AI Cost Tracking for Indie Builders: What to Measure Before Routing

A practical framework for tracking LLM spend by workflow, model, lane, tokens, and budget risk before enabling automatic routing.

Thesis

Routing should not be the first step. The first step is knowing which workflow creates spend, which model handled it, and whether the budget risk is visible before the invoice arrives.

Audience: Indie builders spending $50-$500 per month on agents, automation, extraction, classification, or coding assistants.

Start with workflow-level cost, not provider totals

Provider dashboards are useful for billing, but they usually collapse everything into account-level spend. That hides the product decision that matters: which workflow is consuming the budget.

For an indie builder, the core unit should be a workflow such as classification, extraction, coding assistance, realtime UX, or hard reasoning.
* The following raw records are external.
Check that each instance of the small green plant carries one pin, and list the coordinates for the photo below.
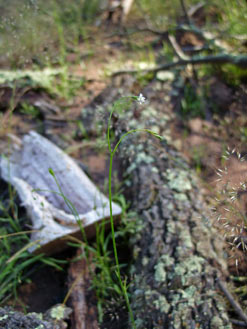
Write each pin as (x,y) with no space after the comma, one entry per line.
(16,263)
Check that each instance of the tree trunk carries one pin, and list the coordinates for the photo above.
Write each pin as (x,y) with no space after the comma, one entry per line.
(177,255)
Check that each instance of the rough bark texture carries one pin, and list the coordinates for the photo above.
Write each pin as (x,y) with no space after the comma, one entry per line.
(175,252)
(177,255)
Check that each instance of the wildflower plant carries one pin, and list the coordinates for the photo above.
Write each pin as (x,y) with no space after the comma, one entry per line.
(229,211)
(119,106)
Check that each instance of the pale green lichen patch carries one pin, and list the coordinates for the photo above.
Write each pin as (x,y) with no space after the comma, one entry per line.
(180,197)
(145,261)
(162,304)
(189,294)
(160,272)
(58,312)
(187,269)
(178,180)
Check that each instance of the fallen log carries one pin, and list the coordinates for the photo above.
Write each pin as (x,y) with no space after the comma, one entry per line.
(177,254)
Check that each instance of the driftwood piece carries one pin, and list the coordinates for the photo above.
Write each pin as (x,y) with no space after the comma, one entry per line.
(27,169)
(177,255)
(52,319)
(82,299)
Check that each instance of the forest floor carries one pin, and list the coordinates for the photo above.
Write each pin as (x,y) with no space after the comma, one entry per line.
(207,118)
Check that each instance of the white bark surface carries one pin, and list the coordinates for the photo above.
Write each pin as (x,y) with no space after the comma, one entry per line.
(27,169)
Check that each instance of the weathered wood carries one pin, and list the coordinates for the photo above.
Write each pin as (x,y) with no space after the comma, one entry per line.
(27,169)
(82,299)
(177,255)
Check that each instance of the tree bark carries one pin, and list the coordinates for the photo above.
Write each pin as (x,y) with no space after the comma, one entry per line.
(177,255)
Each workflow should have a model, lane, token count, estimated cost, baseline cost, and status.

Track enough fields to explain the invoice

A useful AI cost tracker should capture provider, model, input tokens, output tokens, workflow, optimization goal, route name, call count, latency, estimated cost, and baseline cost.
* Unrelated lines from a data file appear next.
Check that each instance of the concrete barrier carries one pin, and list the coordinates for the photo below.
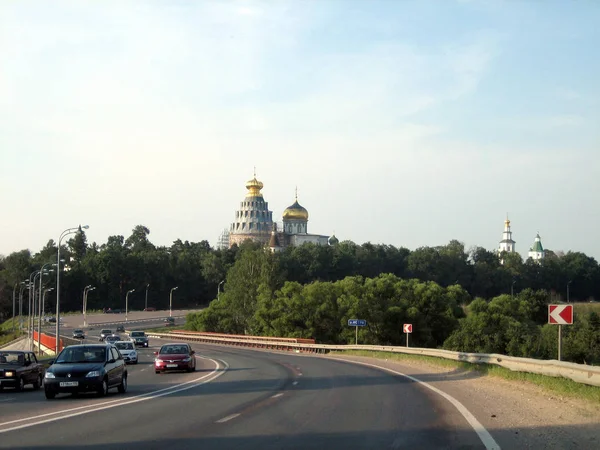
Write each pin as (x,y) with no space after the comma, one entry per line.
(580,373)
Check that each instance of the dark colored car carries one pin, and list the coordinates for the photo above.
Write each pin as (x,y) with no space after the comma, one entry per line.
(18,369)
(112,338)
(178,356)
(86,368)
(139,338)
(104,334)
(78,334)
This is enough to answer practical questions: which workflows can move to a cheap lane, which ones need premium reasoning, and which ones are growing faster than the budget.

Budget alerts come before automatic routing

Automatic routing sounds attractive, but it is risky if you cannot already trust the cost report. A bad router can save pennies while breaking product quality.

The safer sequence is observe-first: log events, generate a weekly savings report, set a budget threshold, and only then test cheap, fast, and premium routing lanes on low-risk workflows.

What AgentCosts measures first

AgentCosts Router starts with persistent usage events, Cloudflare D1 storage, provider readiness, and weekly savings summaries. This keeps the product cost-first instead of becoming a generic gateway.

The goal is not to replace every provider dashboard. The goal is to show where your AI budget goes by workflow before the invoice hurts.

Decision checklist

  • Assign every AI call to a workflow.
  • Record provider, model, input tokens, and output tokens.
  • Estimate cost and baseline cost for each event.
  • Group events into weekly savings reports.
  • Set a monthly budget threshold and alert before risk becomes spend.
  • Only test routing after the report explains the waste.

Related AgentCosts workflows

FAQ

What is AI cost tracking?

AI cost tracking is the practice of recording model usage, token volume, workflow, and estimated spend so builders can understand which product actions create AI costs.

Should I enable model routing before cost tracking?

No. Cost tracking should come first because routing decisions need evidence about which workflows are expensive, which ones are quality-sensitive, and where budget risk is growing.

What should indie builders track first?

Start with workflow, provider, model, input tokens, output tokens, estimated cost, baseline cost, and monthly budget usage.